17 Şubat 2007 Cumartesi

Eski dert, güç paradigması


Direkler sınıfında güç paradigmasına girmiştik ilk.

Güç, içinden çıkılabilecek bir paradigma mıdır?

güç hukuk ve ahlak

denetim

güçten tarafa olmak

Köpek ve Güç, Nereye götürecek bizi bakalım


diye birkaç yazı yazmıştık, şart oldu, bir tane daha yazalım.

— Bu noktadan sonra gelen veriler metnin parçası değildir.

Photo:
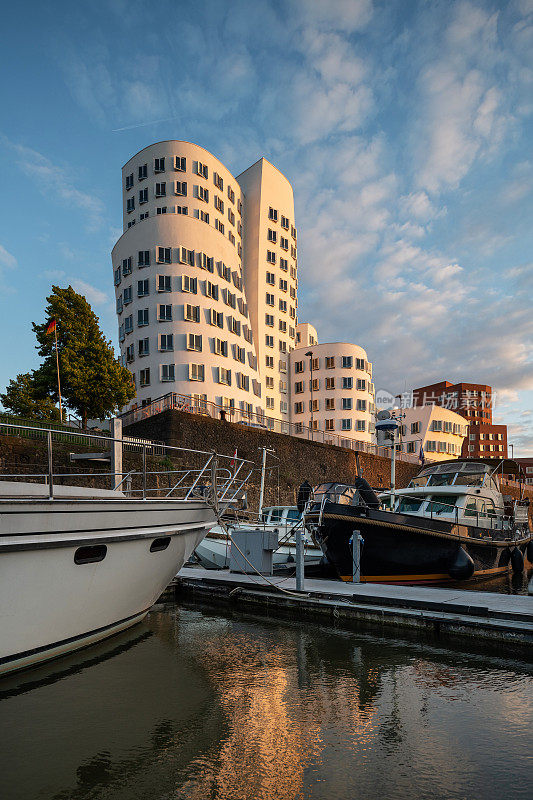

Tekrar gibi olacak ama; güçlü kuralı koyar.
Bu kadar.
Güçlü olan kuralı koyar, oyunu başlatır, bitirir, kurallarını değiştirir, iptal eder. Güçlü olan istediğini yapar. Güçsüze ise şap kalır, üstüne oturmak için.
Güç, aynı durumda güçlünün canının istediğini yapmasına, güçsüzün ise canının istediğini yapamamasına yarar.
Güçsüze verilen seçenek oyundan çıkmak olabilir gibi gelmekte şu anda bana, aklıma başka birşey gelmedi.


14 yorum:

Çağlar dedi ki...

bulutruh 17/2/2007
Eski dert, güç paradigması

Ayrıca koyulan kuralların cefası zayıflara nakledilir. Fakat bu olay gücün varlığıyla gerçekleşmemekte, bilakis kuralın arzusuyla olmaktadır.

Ve bir süre sonra kuralın da kendi yaşam alanını yarattığına şaşar ve yatağımızda döneriz.

Çağlar dedi ki...

nsysr 17/2/2007
güçsüz de olsam..

güçsüz de olsam karşı çıkarım kardeşim. Neden böyle diye sorgulamak ve cevabının mantıklı olmasınkı beklemek en doğal hakkımdır. Şimdi gene çocuk diyeceksiniz, zarar görecen diceksiniz ama ben duramıyorum. Neden, ndene,neden????

Çağlar dedi ki...

vivaforever 18/2/2007
.....

"Altını olan kuralı koyar." sözü aklıma geldi ama altını olanın akıllı olması da gerekir yoksa altını ne işe yarar diye yan bir düşünce de kafama takıldı..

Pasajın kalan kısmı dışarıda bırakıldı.